The rebirth of the KKK in the Jim Crow era demonstrates the melding of race, religion, and nationalism in a toxic mixture that conflates Christ and country and seals its devotion with the promise of violence.
This is not just an issue of the past either.
Days before the November 3rd election, Idaho Lieutenant Governor, Janice McGeachin (R), released a video of her sitting in a pickup truck draped in an American Flag. McGeachin leans slightly out of the driver’s side window holding a Bible in one hand and a gun in the other.
Protesting the restrictions on activity and the safety measures advised by medical professionals due to the coronavirus pandemic, the Lt. Gov. said, “We recognize that all of us are by nature, free and equal, and have certain inalienable rights. Among which are enjoying and defending life and liberty, acquiring, possessing and protecting property and pursuing happiness and securing safety.”
In their book Taking America Back for God, Samuel Perry and Andrew Whitehead explain that the “Christian” in Christian Nationalism “represents more of an ethnocultural and political identity that denotes a specific constellation of religious affiliation, cultural values, race, and nationality.”
One could hardly draw a clearer picture of Christian Nationalism.

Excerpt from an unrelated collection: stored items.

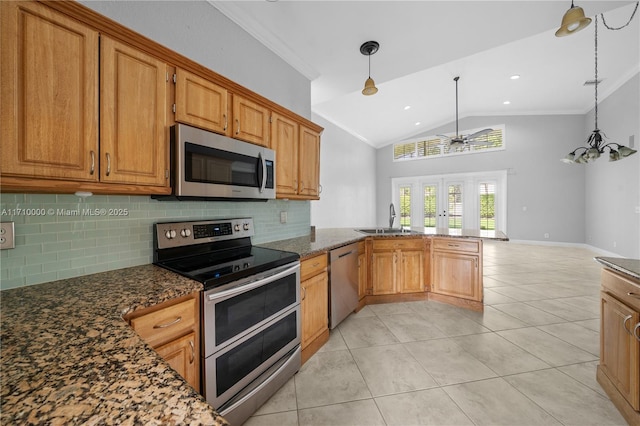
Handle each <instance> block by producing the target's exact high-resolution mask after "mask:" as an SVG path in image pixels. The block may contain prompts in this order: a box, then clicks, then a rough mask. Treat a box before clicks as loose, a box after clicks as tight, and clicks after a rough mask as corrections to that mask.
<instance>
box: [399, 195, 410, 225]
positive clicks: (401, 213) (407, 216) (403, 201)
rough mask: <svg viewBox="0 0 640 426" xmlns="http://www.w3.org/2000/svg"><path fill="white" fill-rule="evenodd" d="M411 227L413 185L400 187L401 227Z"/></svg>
mask: <svg viewBox="0 0 640 426" xmlns="http://www.w3.org/2000/svg"><path fill="white" fill-rule="evenodd" d="M403 226H407V227H411V187H410V186H401V187H400V227H403Z"/></svg>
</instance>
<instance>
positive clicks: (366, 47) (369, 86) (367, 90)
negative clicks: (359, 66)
mask: <svg viewBox="0 0 640 426" xmlns="http://www.w3.org/2000/svg"><path fill="white" fill-rule="evenodd" d="M379 48H380V44H379V43H378V42H377V41H367V42H365V43H363V44H362V46H360V53H362V54H363V55H365V56H368V57H369V78H367V81H365V82H364V89H362V94H363V95H365V96H370V95H375V94H376V93H378V88H377V87H376V83H375V82H374V81H373V79H372V78H371V55H373V54H374V53H376V52H377V51H378V49H379Z"/></svg>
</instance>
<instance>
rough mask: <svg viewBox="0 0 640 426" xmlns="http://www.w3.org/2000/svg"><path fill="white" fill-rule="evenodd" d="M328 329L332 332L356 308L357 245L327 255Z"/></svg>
mask: <svg viewBox="0 0 640 426" xmlns="http://www.w3.org/2000/svg"><path fill="white" fill-rule="evenodd" d="M329 262H330V263H329V267H330V269H329V270H330V273H329V281H330V285H329V299H330V301H331V302H330V305H329V310H330V319H329V327H330V328H331V329H332V330H333V329H334V328H335V327H336V326H337V325H338V324H339V323H340V322H341V321H342V320H343V319H345V318H346V317H347V316H348V315H349V314H350V313H351V312H353V311H354V309H356V308H357V307H358V244H350V245H347V246H343V247H339V248H336V249H333V250H331V252H330V253H329Z"/></svg>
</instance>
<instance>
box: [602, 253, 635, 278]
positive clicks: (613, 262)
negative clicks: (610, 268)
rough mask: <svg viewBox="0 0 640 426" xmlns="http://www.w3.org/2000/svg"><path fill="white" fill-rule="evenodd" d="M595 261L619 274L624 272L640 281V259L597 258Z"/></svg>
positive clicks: (623, 273) (629, 275)
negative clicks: (614, 270) (600, 263)
mask: <svg viewBox="0 0 640 426" xmlns="http://www.w3.org/2000/svg"><path fill="white" fill-rule="evenodd" d="M595 260H596V261H597V262H600V263H601V264H603V265H604V266H607V267H609V268H611V269H615V270H616V271H618V272H622V273H623V274H626V275H628V276H630V277H631V278H635V279H636V280H640V259H625V258H621V257H596V258H595Z"/></svg>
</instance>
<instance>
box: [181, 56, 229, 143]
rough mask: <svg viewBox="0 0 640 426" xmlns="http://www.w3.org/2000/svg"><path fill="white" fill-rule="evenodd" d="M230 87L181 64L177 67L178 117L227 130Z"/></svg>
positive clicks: (190, 123) (198, 123)
mask: <svg viewBox="0 0 640 426" xmlns="http://www.w3.org/2000/svg"><path fill="white" fill-rule="evenodd" d="M227 99H228V94H227V89H225V88H224V87H221V86H218V85H217V84H214V83H212V82H210V81H208V80H205V79H204V78H201V77H198V76H197V75H195V74H191V73H190V72H188V71H185V70H183V69H180V68H178V69H177V70H176V121H178V122H180V123H185V124H191V125H193V126H196V127H200V128H202V129H207V130H211V131H213V132H217V133H222V134H227V130H228V129H229V111H228V108H229V105H228V102H227Z"/></svg>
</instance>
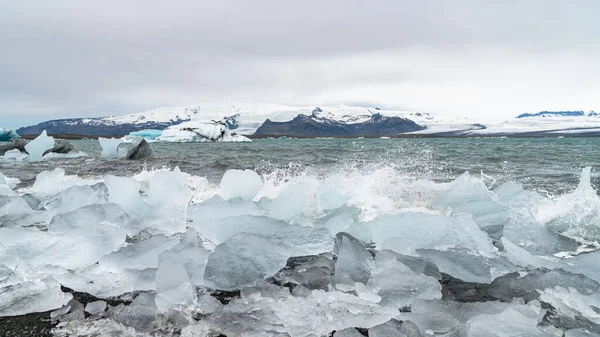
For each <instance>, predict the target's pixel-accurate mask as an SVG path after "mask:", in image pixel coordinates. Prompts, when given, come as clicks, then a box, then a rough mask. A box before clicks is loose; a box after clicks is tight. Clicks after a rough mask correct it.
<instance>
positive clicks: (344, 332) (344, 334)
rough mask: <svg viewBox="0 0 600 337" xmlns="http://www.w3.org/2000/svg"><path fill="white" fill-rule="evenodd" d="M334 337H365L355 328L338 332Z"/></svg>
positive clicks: (346, 328) (334, 335) (347, 328)
mask: <svg viewBox="0 0 600 337" xmlns="http://www.w3.org/2000/svg"><path fill="white" fill-rule="evenodd" d="M333 337H364V336H363V335H362V334H361V333H360V332H358V330H356V329H354V328H346V329H344V330H338V331H336V332H335V333H334V334H333Z"/></svg>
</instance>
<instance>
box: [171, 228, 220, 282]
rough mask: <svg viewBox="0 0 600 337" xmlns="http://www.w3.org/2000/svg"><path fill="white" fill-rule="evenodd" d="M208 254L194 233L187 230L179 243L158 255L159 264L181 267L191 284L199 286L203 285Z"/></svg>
mask: <svg viewBox="0 0 600 337" xmlns="http://www.w3.org/2000/svg"><path fill="white" fill-rule="evenodd" d="M209 254H210V252H209V251H208V250H206V249H204V247H203V246H202V245H201V243H200V242H199V239H198V236H197V233H196V231H195V230H194V229H193V228H188V230H187V232H186V233H185V235H184V236H183V238H182V240H181V242H180V243H178V244H177V245H175V246H173V247H171V249H169V250H168V251H164V252H163V253H161V254H160V257H159V260H160V263H161V264H167V265H169V264H171V265H177V264H179V265H182V266H183V268H184V269H185V270H186V271H187V273H188V275H189V278H190V280H191V283H192V284H193V285H196V286H201V285H203V283H204V268H205V266H206V260H207V259H208V255H209Z"/></svg>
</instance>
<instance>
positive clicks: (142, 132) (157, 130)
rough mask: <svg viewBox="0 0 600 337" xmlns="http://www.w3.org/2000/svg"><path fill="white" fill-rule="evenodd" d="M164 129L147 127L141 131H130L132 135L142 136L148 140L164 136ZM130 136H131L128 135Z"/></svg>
mask: <svg viewBox="0 0 600 337" xmlns="http://www.w3.org/2000/svg"><path fill="white" fill-rule="evenodd" d="M163 131H164V130H154V129H145V130H140V131H133V132H130V133H129V136H131V137H142V138H145V139H146V140H150V141H152V140H156V139H157V138H158V137H160V136H162V134H163ZM128 138H129V137H128Z"/></svg>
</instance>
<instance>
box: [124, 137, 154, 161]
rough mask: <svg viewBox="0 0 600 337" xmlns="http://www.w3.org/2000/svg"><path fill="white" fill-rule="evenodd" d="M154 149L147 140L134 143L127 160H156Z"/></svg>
mask: <svg viewBox="0 0 600 337" xmlns="http://www.w3.org/2000/svg"><path fill="white" fill-rule="evenodd" d="M154 156H155V154H154V149H153V148H152V146H151V145H150V143H148V142H147V141H146V140H145V139H143V138H142V139H141V140H140V141H138V142H137V143H134V145H133V147H131V148H130V149H129V150H128V151H127V154H126V155H125V159H127V160H138V159H146V158H154Z"/></svg>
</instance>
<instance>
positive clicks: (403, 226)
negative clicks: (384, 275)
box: [367, 212, 496, 255]
mask: <svg viewBox="0 0 600 337" xmlns="http://www.w3.org/2000/svg"><path fill="white" fill-rule="evenodd" d="M367 225H368V226H370V228H371V231H372V235H373V241H374V242H375V243H376V244H377V246H378V247H381V248H384V249H391V250H393V251H395V252H397V253H400V254H405V255H416V253H415V249H419V248H432V249H436V248H437V249H446V248H449V247H463V248H468V249H471V250H473V251H478V252H482V253H492V252H495V251H496V248H495V247H494V245H493V244H492V241H491V240H490V238H489V237H488V236H487V235H486V234H485V233H483V232H482V231H481V230H480V229H479V227H477V225H476V224H475V223H474V222H473V220H472V219H471V218H470V217H469V216H467V215H461V216H454V217H447V216H443V215H432V214H424V213H412V212H408V213H400V214H394V215H382V216H379V217H377V218H375V219H374V220H372V221H370V222H368V223H367Z"/></svg>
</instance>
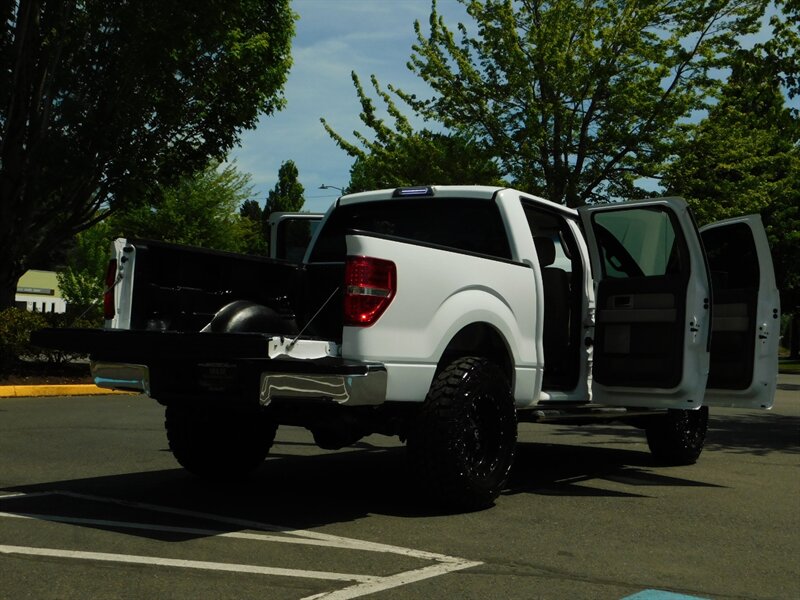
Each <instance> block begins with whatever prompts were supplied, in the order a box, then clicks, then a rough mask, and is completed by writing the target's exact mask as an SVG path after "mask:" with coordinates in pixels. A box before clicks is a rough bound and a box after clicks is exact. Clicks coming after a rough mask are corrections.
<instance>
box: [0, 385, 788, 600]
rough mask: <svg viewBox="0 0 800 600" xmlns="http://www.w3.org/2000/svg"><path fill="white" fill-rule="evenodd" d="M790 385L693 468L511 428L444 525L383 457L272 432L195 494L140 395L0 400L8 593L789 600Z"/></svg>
mask: <svg viewBox="0 0 800 600" xmlns="http://www.w3.org/2000/svg"><path fill="white" fill-rule="evenodd" d="M799 438H800V386H794V385H788V386H786V385H785V386H783V389H781V391H780V392H779V397H778V402H777V404H776V407H775V409H774V410H773V411H770V412H763V413H762V412H756V411H736V410H716V411H712V422H711V429H710V432H709V439H708V442H707V446H706V450H705V451H704V453H703V455H702V456H701V458H700V461H699V462H698V464H696V465H694V466H691V467H670V468H663V467H657V466H655V465H654V464H653V463H652V461H651V460H650V456H649V453H648V452H647V446H646V443H645V441H644V437H643V435H642V434H641V433H640V432H638V431H636V430H634V429H630V428H625V427H615V426H602V427H592V428H588V427H587V428H581V427H554V426H542V425H521V426H520V445H519V451H518V457H517V461H516V464H515V468H514V471H513V474H512V478H511V481H510V484H509V487H508V489H507V490H506V492H505V493H504V494H503V495H502V496H501V497H500V498H499V499H498V501H497V503H496V505H495V506H494V507H493V508H490V509H488V510H484V511H479V512H474V513H467V514H441V513H438V512H435V511H432V510H431V509H430V508H429V507H428V506H427V505H426V503H425V497H424V490H418V489H417V488H416V487H415V486H414V484H413V483H414V477H413V473H409V472H408V470H407V468H406V463H405V460H404V449H403V448H402V447H401V444H400V443H399V442H398V441H397V440H393V439H388V438H382V437H378V436H375V437H370V438H367V439H366V440H364V441H363V442H362V443H360V444H358V445H357V446H355V447H353V448H348V449H344V450H342V451H338V452H327V451H322V450H319V449H317V448H316V447H315V446H314V445H313V442H312V439H311V436H310V435H309V434H308V433H307V432H305V431H304V430H301V429H297V428H291V427H287V428H281V429H280V430H279V433H278V438H277V441H276V444H275V446H274V449H273V452H272V454H271V455H270V458H269V459H268V460H267V461H266V463H265V464H264V466H263V467H261V468H260V469H259V471H258V472H257V473H256V474H255V475H254V476H253V477H251V478H250V479H249V480H247V481H245V482H241V483H236V484H224V485H223V484H208V483H204V482H202V481H199V480H198V479H196V478H194V477H192V476H191V475H189V474H188V473H186V472H184V471H183V470H181V469H180V468H178V467H177V465H176V463H175V462H174V460H173V458H172V456H171V454H170V453H169V451H168V450H167V449H166V438H165V435H164V432H163V409H162V408H161V407H159V406H158V405H157V404H156V403H155V402H154V401H152V400H149V399H147V398H144V397H141V396H93V397H84V396H78V397H52V398H24V399H23V398H9V399H0V586H2V587H0V589H2V590H3V592H2V594H0V596H1V597H4V598H5V597H7V598H66V599H71V598H89V597H103V598H142V597H159V598H188V597H194V598H278V599H283V598H286V599H293V600H294V599H310V598H360V597H369V598H376V599H389V598H391V599H399V598H476V599H477V598H494V597H496V598H501V597H502V598H513V599H517V598H518V599H530V598H599V599H604V598H608V599H615V600H616V599H622V598H635V599H636V600H657V599H661V598H664V599H666V598H678V597H681V596H683V597H694V598H715V599H716V598H731V599H733V598H736V599H740V598H756V599H761V598H764V599H766V598H786V599H795V598H798V597H800V561H799V560H798V558H797V557H798V555H800V552H799V551H800V536H798V535H797V532H798V531H799V530H800V500H798V499H799V498H800V474H799V471H798V466H800V443H799V442H800V439H799Z"/></svg>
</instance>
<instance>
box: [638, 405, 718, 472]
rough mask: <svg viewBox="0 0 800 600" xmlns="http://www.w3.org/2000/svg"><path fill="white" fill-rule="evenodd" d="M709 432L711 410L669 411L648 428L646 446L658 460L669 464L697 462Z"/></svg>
mask: <svg viewBox="0 0 800 600" xmlns="http://www.w3.org/2000/svg"><path fill="white" fill-rule="evenodd" d="M707 431H708V407H707V406H701V407H700V408H698V409H696V410H672V409H671V410H669V411H667V414H666V415H664V416H662V417H658V419H657V420H655V421H654V422H653V423H652V424H649V425H648V426H647V427H646V428H645V432H646V434H647V445H648V446H649V447H650V452H651V454H652V455H653V458H655V459H656V461H658V462H660V463H663V464H668V465H691V464H694V463H695V462H697V459H698V458H699V457H700V453H701V452H702V451H703V445H704V444H705V440H706V432H707Z"/></svg>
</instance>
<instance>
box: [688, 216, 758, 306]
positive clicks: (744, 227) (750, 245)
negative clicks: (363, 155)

Christian Nationalists–a term more accurate than white evangelicals because adherents actually include evangelical Protestants, Catholics, and Mainline Protestants–are the ones voting for Trump.
As historian Kristen Kobes Du Mez explains in her recent book Jesus and John Wayne, white evangelicals, and Christian Nationalists more broadly, voted for Trump not in spite of his character, but because of it. For them, Trump represents not a betrayal of their values but a fulfillment of them.
His insults? He’s just telling it like it is.
His long history of shady business dealings? He’s the consummate deal-maker and economically savvy.
His womanizing and philandering? He’s a virile, masculine man.
His faith? Depends on who you ask…He’s either a baby Christian, God’s chosen man to bring the nation back to true Christian worship, or someone elected to serve as “Commander-in-Chief not Pastor-in-Chief.”
But what has done more damage to the witness of Christianity in the United States: Critical Race Theory and racial justice efforts, or allegiance to Christian Nationalism and political support for Trump?
Are Christians abandoning the “evangelical” label because people are saying “Black Lives Matter” or because some Christians cheer on a man who advocates a ban on Muslim immigration and separates children from parents at the border?
Are Black people leaving predominantly white churches because their pastors are preaching too much about racism or because they are parroting Republican talking points?
Christian Nationalists–a term more accurate than white evangelicals because adherents actually include evangelical Protestants, Catholics, and Mainline Protestants–are the ones voting for Trump.
Are people leaving the Christian faith altogether because they can’t stand the talk of systemic racism and power structures or because they cannot reconcile a faith that commands adherents to “love your neighbor as yourself” with supporting a president who loves only himself?
The sad irony is that the word “evangel” means “good news.” But under Christian nationalism and Trumpism, the word evangelicals preach has become very bad news indeed.